To remove duplicates from a file we can use SUM FIELDS=NONE in sort. But I don't understand it, why it removes dulicates? If I'll provide some values for SUM FIELDS, it will sum the number in that place then how it removes duplicates with NONE? Can anyone please explain this concept?

Re: SUM FIELDS=NONE in sort.

Posted: Mon Nov 09, 2015 1:49 pm
by Anithab
Please check this link about SUM function
http://publibz.boulder.ibm.com/cgi-bin/ ... 0615185603

Re: SUM FIELDS=NONE in sort.

Posted: Mon Nov 09, 2015 4:37 pm
by William Collins
If you specify one or more fields on the SUM statement, for records with non-unique keys (from the SORT statement) those fields are summed, and one single record is output with the sums. The first record to arrive at the SUM is the one which is used as the base for the output record.

If you specify FIELDS=NONE, the actually summing is not done, and with a non-unique key the first record of each key which arrives at the SUM processing is the one which is written out.

If your data is already in sequence by the key, then using SORT and SUM is a very inefficient way of removing duplicate keys.

Re: SUM FIELDS=NONE in sort.

Posted: Sat Nov 21, 2015 9:43 am
by chaat
William,

if you are positive that the data is in sequence already, then you can use

MERGE FIELDS=(.....)
SUM FIELDS=NONE

this way you can avoid the overhead of sorting the data again.

Re: SUM FIELDS=NONE in sort.

Posted: Sat Nov 21, 2015 3:04 pm
by William Collins
Yes, Chuck.

It has to be with a single file, SORTIN01 replacing SORTIN. Use of EQUALS if required to preserve order (if "base" record details are significant and the first record is wanted for the base).

The OUTFIL reporting features can also be used, REMOVECC,NODETAIL and SECTIONS with TRAILER3 (based on last record) or HEADER3 (based on first record).

The point was in the inefficiency of using SORT just to allow the SUM.

There's also ICETOOL's SELECT operator which provides further options (like keeping the discards, only keeping unique/non-unique keys, keeping the first n of a set of keys, etc).

Re: SUM FIELDS=NONE in sort.

Posted: Fri Dec 04, 2015 11:24 am
by hp123
William Collins wrote:If you specify FIELDS=NONE, the actually summing is not done, and with a non-unique key the first record of each key which arrives at the SUM processing is the one which is written out.
If actual summing is not done then what exactly happens?

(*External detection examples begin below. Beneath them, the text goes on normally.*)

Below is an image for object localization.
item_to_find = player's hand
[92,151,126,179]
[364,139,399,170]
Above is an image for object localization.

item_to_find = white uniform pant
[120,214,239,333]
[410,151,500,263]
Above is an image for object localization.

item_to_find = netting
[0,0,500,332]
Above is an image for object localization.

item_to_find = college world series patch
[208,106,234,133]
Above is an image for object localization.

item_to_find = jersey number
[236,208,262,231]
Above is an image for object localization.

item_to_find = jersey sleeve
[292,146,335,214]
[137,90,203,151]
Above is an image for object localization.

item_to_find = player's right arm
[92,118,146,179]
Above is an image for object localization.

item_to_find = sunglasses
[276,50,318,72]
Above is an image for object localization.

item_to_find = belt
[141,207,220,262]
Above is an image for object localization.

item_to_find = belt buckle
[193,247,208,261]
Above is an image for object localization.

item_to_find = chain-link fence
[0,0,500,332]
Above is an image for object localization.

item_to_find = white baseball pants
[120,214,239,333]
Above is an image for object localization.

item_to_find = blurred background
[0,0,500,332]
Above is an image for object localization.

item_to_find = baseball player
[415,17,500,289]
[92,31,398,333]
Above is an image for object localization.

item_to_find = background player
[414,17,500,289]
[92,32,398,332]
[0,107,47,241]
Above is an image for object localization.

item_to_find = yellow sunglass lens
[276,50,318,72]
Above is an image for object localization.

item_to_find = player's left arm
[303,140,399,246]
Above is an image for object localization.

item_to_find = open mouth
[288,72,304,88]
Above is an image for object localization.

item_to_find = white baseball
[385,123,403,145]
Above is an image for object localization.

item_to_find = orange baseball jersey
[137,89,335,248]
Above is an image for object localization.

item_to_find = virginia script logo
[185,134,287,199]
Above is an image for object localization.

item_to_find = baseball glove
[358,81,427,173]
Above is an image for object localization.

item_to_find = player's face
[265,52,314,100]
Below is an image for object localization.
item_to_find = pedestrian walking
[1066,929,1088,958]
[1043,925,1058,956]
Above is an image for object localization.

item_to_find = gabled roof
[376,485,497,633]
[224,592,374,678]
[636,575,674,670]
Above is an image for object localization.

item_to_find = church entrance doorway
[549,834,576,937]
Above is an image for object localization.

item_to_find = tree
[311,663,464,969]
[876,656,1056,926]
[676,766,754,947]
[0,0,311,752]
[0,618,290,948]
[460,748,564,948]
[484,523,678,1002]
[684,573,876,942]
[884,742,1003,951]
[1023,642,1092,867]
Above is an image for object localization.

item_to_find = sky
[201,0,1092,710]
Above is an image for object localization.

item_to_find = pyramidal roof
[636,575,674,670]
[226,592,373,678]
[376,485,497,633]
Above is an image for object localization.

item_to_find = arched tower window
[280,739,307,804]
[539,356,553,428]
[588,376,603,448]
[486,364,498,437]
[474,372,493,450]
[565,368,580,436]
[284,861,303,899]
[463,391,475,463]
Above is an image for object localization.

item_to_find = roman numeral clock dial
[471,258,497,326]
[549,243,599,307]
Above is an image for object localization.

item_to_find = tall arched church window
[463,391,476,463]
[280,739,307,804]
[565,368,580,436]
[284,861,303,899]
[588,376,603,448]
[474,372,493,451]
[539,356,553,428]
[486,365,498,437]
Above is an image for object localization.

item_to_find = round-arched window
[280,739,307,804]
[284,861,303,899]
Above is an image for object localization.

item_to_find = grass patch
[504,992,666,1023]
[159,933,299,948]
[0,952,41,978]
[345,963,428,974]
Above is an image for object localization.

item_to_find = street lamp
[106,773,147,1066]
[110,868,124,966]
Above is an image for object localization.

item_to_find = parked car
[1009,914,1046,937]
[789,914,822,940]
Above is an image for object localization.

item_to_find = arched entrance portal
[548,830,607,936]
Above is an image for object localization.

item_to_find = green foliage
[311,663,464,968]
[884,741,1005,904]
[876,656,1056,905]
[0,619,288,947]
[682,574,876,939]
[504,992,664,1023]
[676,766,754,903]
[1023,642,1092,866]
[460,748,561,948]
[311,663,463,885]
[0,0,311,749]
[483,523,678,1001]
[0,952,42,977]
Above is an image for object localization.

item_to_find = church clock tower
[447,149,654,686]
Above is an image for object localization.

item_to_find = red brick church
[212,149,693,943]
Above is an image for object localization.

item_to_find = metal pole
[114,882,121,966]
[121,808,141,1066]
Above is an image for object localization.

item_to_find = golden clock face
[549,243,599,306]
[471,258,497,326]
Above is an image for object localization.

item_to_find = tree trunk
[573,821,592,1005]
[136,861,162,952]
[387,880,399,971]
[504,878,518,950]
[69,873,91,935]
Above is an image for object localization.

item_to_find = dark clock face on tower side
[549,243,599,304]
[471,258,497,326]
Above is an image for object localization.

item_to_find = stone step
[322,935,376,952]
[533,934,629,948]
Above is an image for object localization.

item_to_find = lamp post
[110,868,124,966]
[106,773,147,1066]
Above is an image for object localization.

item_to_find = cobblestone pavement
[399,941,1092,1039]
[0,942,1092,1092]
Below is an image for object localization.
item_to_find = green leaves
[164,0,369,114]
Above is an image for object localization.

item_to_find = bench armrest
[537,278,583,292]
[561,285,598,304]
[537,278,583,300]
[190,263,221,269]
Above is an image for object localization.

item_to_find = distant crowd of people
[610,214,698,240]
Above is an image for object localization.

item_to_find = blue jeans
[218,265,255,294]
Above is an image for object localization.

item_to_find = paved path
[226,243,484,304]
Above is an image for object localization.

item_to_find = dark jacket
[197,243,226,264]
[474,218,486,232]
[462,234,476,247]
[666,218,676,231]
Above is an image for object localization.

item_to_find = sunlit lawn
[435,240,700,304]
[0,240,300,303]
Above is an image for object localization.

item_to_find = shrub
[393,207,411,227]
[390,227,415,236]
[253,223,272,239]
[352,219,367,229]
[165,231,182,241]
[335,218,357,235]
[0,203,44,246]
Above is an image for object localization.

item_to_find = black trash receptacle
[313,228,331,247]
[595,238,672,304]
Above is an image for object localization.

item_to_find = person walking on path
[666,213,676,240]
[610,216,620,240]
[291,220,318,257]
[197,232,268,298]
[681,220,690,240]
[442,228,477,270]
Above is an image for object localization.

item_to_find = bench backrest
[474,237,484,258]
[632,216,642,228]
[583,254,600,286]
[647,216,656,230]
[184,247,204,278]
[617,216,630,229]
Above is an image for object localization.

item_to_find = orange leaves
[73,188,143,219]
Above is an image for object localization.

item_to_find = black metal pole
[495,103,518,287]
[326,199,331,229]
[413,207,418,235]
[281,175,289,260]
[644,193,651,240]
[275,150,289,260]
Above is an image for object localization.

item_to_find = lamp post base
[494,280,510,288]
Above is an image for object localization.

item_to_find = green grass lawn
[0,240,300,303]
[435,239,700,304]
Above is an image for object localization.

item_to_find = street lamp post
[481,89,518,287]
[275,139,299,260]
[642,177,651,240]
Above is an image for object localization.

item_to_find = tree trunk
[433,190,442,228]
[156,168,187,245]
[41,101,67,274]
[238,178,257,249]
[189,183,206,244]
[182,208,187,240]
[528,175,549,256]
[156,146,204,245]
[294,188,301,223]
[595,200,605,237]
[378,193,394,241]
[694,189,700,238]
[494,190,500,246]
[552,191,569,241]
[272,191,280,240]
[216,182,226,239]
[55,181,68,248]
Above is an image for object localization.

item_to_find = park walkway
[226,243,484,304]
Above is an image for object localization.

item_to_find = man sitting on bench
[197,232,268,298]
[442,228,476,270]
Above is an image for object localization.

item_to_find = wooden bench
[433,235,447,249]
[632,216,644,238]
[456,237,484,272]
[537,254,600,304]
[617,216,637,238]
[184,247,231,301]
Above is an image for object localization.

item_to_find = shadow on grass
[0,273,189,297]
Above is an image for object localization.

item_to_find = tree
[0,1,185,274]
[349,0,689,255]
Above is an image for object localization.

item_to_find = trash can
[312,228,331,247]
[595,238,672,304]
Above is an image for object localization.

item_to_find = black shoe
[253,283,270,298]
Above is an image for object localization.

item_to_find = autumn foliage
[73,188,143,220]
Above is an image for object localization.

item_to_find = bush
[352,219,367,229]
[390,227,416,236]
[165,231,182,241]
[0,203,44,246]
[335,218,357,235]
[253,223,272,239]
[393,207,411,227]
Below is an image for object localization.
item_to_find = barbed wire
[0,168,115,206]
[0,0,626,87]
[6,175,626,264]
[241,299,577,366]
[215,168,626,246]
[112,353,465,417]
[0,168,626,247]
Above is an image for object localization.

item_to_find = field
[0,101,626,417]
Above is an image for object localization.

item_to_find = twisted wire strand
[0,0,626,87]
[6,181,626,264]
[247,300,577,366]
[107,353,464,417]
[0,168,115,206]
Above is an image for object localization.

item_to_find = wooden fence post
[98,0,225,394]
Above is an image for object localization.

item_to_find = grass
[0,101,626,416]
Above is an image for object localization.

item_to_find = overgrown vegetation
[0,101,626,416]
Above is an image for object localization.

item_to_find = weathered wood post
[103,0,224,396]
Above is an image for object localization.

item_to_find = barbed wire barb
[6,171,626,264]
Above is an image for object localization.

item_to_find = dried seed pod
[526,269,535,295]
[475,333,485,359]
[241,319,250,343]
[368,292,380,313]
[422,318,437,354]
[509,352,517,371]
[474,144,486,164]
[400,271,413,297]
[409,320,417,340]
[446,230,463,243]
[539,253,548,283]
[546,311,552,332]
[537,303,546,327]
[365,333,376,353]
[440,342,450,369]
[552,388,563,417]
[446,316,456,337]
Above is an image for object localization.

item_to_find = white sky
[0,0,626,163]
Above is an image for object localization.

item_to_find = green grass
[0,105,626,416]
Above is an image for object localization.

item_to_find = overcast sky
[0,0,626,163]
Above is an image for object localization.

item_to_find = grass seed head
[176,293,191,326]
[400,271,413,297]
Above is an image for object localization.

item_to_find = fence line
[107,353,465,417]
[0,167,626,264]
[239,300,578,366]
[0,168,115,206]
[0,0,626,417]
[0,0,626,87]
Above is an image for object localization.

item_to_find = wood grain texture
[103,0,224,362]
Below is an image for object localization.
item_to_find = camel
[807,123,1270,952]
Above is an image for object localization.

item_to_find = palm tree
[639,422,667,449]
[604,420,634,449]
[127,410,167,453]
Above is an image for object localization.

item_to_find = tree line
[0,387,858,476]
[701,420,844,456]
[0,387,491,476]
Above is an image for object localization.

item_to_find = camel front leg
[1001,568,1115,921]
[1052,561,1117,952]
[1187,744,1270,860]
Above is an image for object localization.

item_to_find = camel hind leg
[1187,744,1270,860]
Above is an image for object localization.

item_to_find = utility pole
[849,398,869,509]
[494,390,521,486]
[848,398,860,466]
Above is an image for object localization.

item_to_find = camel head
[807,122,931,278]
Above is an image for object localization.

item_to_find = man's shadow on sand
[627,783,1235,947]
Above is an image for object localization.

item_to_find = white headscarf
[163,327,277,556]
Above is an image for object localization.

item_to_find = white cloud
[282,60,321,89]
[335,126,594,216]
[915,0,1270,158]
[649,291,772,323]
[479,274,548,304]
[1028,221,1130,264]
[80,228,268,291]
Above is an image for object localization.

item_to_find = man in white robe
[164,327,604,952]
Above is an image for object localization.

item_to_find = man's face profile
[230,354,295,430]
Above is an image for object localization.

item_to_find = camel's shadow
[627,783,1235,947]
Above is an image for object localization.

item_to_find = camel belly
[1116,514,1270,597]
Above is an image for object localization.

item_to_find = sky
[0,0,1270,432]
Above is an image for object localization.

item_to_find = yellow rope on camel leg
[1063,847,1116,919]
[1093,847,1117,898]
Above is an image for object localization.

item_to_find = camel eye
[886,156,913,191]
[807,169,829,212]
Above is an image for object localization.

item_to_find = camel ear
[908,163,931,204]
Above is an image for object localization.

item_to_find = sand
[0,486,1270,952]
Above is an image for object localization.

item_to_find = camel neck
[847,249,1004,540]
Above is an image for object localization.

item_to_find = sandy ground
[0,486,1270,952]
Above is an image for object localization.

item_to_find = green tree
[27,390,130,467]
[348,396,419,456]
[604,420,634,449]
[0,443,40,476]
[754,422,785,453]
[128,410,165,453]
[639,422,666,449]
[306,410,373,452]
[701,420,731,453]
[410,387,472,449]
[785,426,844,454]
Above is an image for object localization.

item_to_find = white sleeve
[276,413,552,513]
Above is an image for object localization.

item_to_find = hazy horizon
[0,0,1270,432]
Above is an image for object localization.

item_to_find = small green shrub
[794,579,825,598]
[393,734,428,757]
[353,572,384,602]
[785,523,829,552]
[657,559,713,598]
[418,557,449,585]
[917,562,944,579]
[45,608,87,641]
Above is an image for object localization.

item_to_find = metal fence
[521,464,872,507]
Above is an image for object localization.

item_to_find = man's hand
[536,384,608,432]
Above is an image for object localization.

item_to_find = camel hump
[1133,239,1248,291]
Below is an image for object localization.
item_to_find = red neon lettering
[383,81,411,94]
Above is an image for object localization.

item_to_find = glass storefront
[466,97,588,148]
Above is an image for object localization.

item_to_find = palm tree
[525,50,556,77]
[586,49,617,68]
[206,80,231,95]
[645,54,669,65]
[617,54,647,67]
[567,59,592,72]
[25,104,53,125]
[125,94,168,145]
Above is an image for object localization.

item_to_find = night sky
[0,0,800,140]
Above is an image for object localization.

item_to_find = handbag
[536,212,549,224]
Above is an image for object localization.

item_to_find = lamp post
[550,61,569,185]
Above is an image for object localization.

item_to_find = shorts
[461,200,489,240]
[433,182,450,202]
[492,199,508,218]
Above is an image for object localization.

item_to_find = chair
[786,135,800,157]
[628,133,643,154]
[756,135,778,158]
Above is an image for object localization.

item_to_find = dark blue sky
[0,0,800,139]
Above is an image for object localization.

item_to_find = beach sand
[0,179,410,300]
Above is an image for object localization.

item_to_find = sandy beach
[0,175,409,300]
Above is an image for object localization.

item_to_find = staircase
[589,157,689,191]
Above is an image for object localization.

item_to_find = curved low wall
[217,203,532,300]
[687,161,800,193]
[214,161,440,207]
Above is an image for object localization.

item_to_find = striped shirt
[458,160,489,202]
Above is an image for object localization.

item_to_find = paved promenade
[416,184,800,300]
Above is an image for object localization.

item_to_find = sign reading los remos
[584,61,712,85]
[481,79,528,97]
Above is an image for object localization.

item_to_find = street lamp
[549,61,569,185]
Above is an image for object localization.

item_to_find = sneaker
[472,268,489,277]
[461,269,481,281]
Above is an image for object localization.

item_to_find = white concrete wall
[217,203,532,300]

Does SORT "ignore" to sum when it sees the keyword NONE? Or it calls some another routine, as a "program"?

Re: SUM FIELDS=NONE in sort.

Posted: Fri Dec 04, 2015 11:28 am
by hp123
Read the above posts again and have some questions:
William Collins wrote:If your data is already in sequence by the key, then using SORT and SUM is a very inefficient way of removing duplicate keys.
William Collins wrote:There's also ICETOOL's SELECT operator which provides further options (like keeping the discards, only keeping unique/non-unique keys, keeping the first n of a set of keys, etc).
So to remove duplicates I should prefer to use ICETOOL's SELECT operator?

Re: SUM FIELDS=NONE in sort.

Posted: Fri Dec 04, 2015 3:58 pm
by William Collins
As part of a SUM operation there is the dropping of duplicate keys. FIELDS=NONE on SUM just does that part, as there is nothing to SUM. If you specify something to SUM, it is summed, and the other duplicates of the first record are still dropped.

If you need something which SELECT provides easily which is not provided easily elsewhere, then SELECT is a sensible choice.